Skip to main content

DVT — cross-engine data transformation tool with DuckDB federation.

Project description

DVT Logo

DVT — Data Virtualization Tool

Connect every database. Transform across engines. Materialize anywhere.

PyPI PyPI Adapters Python Discord License


DVT is a cross-engine data transformation tool built on dbt-core. Write SQL models that reference sources on any database, and DVT automatically handles cross-engine data movement and materializes results to any target.

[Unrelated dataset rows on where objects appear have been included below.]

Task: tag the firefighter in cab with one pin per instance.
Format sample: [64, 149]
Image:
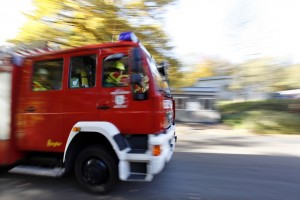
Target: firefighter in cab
[41, 80]
[117, 78]
[142, 85]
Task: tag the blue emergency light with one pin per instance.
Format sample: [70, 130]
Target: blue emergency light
[128, 36]
[17, 60]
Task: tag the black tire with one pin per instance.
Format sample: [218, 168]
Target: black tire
[96, 170]
[5, 169]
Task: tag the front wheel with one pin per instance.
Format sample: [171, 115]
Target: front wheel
[96, 170]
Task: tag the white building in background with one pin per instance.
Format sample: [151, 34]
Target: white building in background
[198, 103]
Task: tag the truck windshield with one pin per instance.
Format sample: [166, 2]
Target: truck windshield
[160, 81]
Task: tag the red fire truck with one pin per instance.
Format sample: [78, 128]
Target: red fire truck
[103, 111]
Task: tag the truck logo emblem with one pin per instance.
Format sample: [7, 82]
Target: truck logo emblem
[53, 144]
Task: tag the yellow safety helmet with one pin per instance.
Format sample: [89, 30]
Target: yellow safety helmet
[119, 66]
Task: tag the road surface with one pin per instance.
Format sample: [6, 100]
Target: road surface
[210, 163]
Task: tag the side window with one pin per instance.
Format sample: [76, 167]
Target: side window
[180, 102]
[115, 73]
[82, 71]
[47, 75]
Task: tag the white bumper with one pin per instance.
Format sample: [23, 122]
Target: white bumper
[155, 164]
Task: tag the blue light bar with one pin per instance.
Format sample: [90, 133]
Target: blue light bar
[128, 36]
[17, 60]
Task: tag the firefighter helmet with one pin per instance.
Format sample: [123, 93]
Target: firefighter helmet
[119, 65]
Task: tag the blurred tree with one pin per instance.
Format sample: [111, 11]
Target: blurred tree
[290, 77]
[201, 70]
[69, 23]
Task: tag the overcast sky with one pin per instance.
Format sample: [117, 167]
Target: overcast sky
[236, 29]
[229, 29]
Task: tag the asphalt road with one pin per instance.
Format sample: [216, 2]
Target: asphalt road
[210, 163]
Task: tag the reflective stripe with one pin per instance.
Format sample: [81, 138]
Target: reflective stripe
[38, 87]
[114, 77]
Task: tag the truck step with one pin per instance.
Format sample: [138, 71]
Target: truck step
[39, 171]
[137, 177]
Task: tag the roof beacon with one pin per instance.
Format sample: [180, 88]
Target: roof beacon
[128, 36]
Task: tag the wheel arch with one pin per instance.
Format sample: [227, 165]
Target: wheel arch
[84, 134]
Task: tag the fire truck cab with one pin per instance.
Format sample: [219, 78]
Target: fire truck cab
[103, 111]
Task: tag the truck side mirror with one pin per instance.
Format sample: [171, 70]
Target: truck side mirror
[162, 68]
[137, 60]
[137, 78]
[115, 57]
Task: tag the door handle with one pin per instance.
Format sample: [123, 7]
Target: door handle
[30, 109]
[103, 107]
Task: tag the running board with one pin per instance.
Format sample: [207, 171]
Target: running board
[39, 171]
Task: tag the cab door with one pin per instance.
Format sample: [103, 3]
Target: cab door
[80, 98]
[40, 114]
[114, 102]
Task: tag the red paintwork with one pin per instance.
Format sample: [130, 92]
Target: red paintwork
[57, 111]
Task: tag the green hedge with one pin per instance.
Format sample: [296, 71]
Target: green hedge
[274, 117]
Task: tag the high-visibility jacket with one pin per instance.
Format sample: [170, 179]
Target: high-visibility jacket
[84, 79]
[138, 89]
[117, 78]
[39, 87]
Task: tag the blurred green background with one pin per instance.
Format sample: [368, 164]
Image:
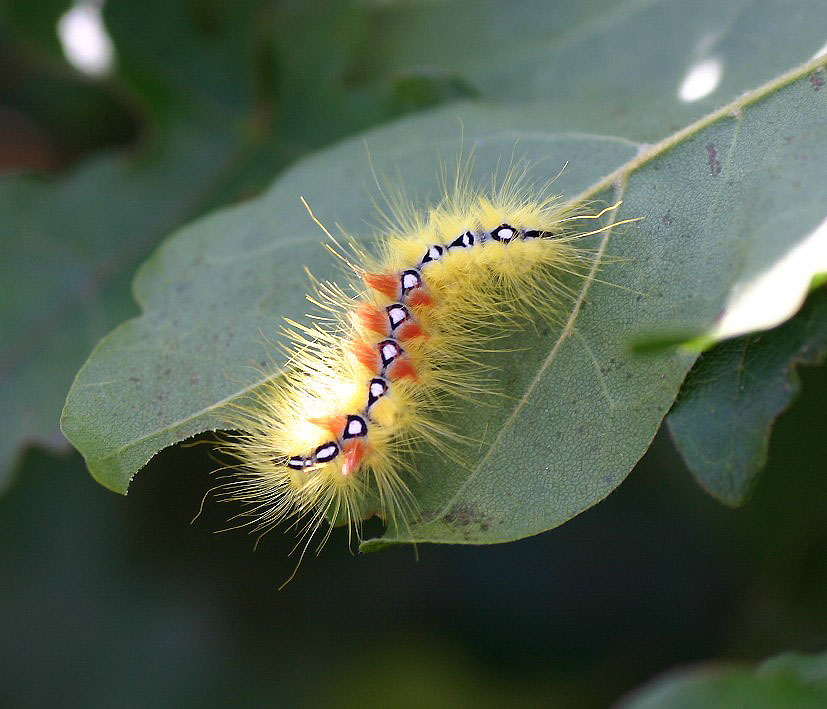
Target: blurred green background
[109, 601]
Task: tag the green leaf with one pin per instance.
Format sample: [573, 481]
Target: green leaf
[723, 418]
[70, 247]
[604, 66]
[584, 410]
[788, 680]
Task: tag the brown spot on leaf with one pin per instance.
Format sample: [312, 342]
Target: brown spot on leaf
[463, 514]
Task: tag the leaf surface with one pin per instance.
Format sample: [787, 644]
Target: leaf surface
[723, 418]
[583, 409]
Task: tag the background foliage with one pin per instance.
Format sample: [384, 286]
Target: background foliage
[208, 102]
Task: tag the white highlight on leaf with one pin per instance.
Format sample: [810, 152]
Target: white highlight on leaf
[776, 294]
[701, 80]
[86, 43]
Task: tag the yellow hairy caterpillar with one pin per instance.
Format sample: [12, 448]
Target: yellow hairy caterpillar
[369, 381]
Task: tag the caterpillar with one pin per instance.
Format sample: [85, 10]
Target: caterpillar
[374, 377]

No custom connectors. No complex config. Just SQL.


How It Works

DVT extends dbt with federated query execution. When your sources and target live on the same engine, DVT pushes SQL directly to the database (identical to dbt). When they're on different engines, DVT transparently extracts, joins, and loads across engines:

flowchart LR
    subgraph Sources
        PG[(PostgreSQL)]
        MY[(MySQL)]
        SF[(Snowflake)]
        OR[(Oracle)]
    end

    subgraph DVT["DVT Engine"]
        direction TB
        SLING1[/"Sling Extract"/]
        DUCK[("DuckDB Cache<br/>.dvt/cache.duckdb")]
        SQL["Model SQL<br/>(joins, transforms)"]
        SLING2[/"Sling Load"/]
        SLING1 --> DUCK --> SQL --> SLING2
    end

    subgraph Targets
        TGT1[(Snowflake)]
        TGT2[(Databricks)]
        TGT3[(PostgreSQL)]
    end

    PG --> SLING1
    MY --> SLING1
    SF --> SLING1
    OR --> SLING1

    SLING2 --> TGT1
    SLING2 --> TGT2
    SLING2 --> TGT3

    style DVT fill:#f0f4ff,stroke:#336791,stroke-width:2px
    style DUCK fill:#FFF000,stroke:#333,color:#333
    style SLING1 fill:#0094b3,stroke:#333,color:#fff
    style SLING2 fill:#0094b3,stroke:#333,color:#fff
    style SQL fill:#29B5E8,stroke:#333,color:#fff

Two Execution Paths

Path When How
Pushdown Source and target on same engine SQL runs directly on the database via adapter — identical to dbt
Extraction Sources on different engines Sling extracts → DuckDB joins → Sling loads to target

The user never thinks about this — DVT decides the path automatically.


Supported Engines

13 engines in one package (dvt-adapters):

Engine Type Engine Type
🐘 PostgreSQL OLTP ❄️ Snowflake Cloud DW
🐬 MySQL OLTP 🧱 Databricks Cloud DW
🦭 MariaDB OLTP 🔷 BigQuery Cloud DW
🟥 SQL Server OLTP 🟧 Redshift Cloud DW
🔴 Oracle OLTP 🦆 DuckDB Embedded
Spark Distributed 🔵 Fabric Cloud DW
MySQL 5 Legacy

Any source → Any target. DVT handles the data movement.


Installation

pip install dvt-ce

Or with uv (recommended):

uv add dvt-ce

This installs everything — dvt-ce automatically pulls in dvt-adapters (all 13 engines), Sling, DuckDB, and all core dependencies.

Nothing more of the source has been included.